Barclays Capital sees dollar dropping 2.5% against euro
London: Barclays Capital forecast the dollar will drop 2.5 per cent against the euro in three months as record oil prices increase the US import bill and prevent the European Central Bank from cutting interest rates because of inflation.
The securities unit of Barclays, the UK's third- biggest bank, predicts the dollar will fall to $1.63 per euro, compared with a previous estimate of $1.50, analysts led by David Woo, London-based global head of currency strategy, said. Against the pound, the US currency will weaken to $2.05 versus $1.97.
"The dollar is locked in a vicious circle," they wrote. The currency's drop is causing higher oil prices as oil nations seek to preserve their revenues and "this in turn leads to further dollar weakness as the European Central Bank becomes even less likely to follow Federal Reserve easing."

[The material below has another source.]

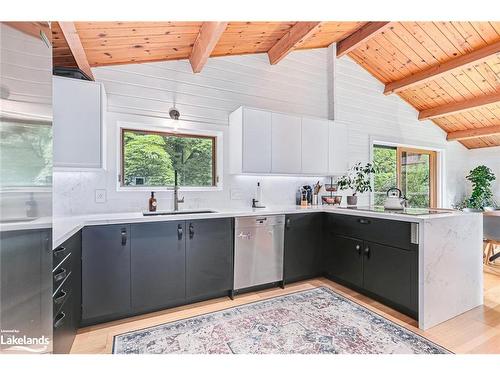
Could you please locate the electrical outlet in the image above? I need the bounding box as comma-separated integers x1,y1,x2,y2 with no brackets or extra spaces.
231,188,243,200
95,189,106,203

The dollar has declined about 8.2 per cent versus the euro and Japanese yen in 2008 as oil prices rose to an all-time high of $115.54 a barrel compared with $95.98 on December 31. Against the pound, it has dropped 0.2 per cent. Interest-rate cuts by the Federal Reserve to keep the US economy out of a recession have also reduced demand for dollar-denominated assets.
The dollar dropped 12 per cent against the euro since September as the Fed cut the overnight lending rate between banks by 3 percentage points to 2.25 per cent as subprime-mortgage losses spread.

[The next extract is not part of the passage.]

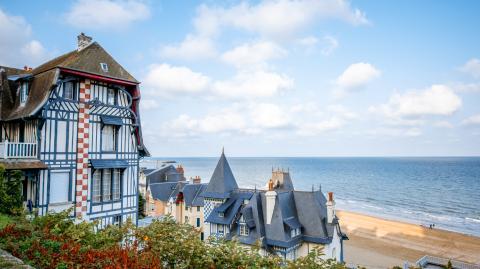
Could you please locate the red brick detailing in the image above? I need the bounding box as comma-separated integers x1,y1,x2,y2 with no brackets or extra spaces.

ECB officials have signalled they are unlikely to cut their benchmark rate from four per cent because lower borrowing costs may further accelerate inflation.
Barclays Capital revised its forecast for the euro to 79 pence in three months, compared with a previous forecast of 76 pence.
Traders are betting the ECB will keep the main refinancing rate at a six-year high. The yield on three- month Euribor contracts expiring in December rose to 4.405 per cent yesterday, the highest this year.
The contracts settle to the three-month inter-bank offered rate for the euro, which has averaged 18 basis points more than the ECB's benchmark rate from 1999 until August.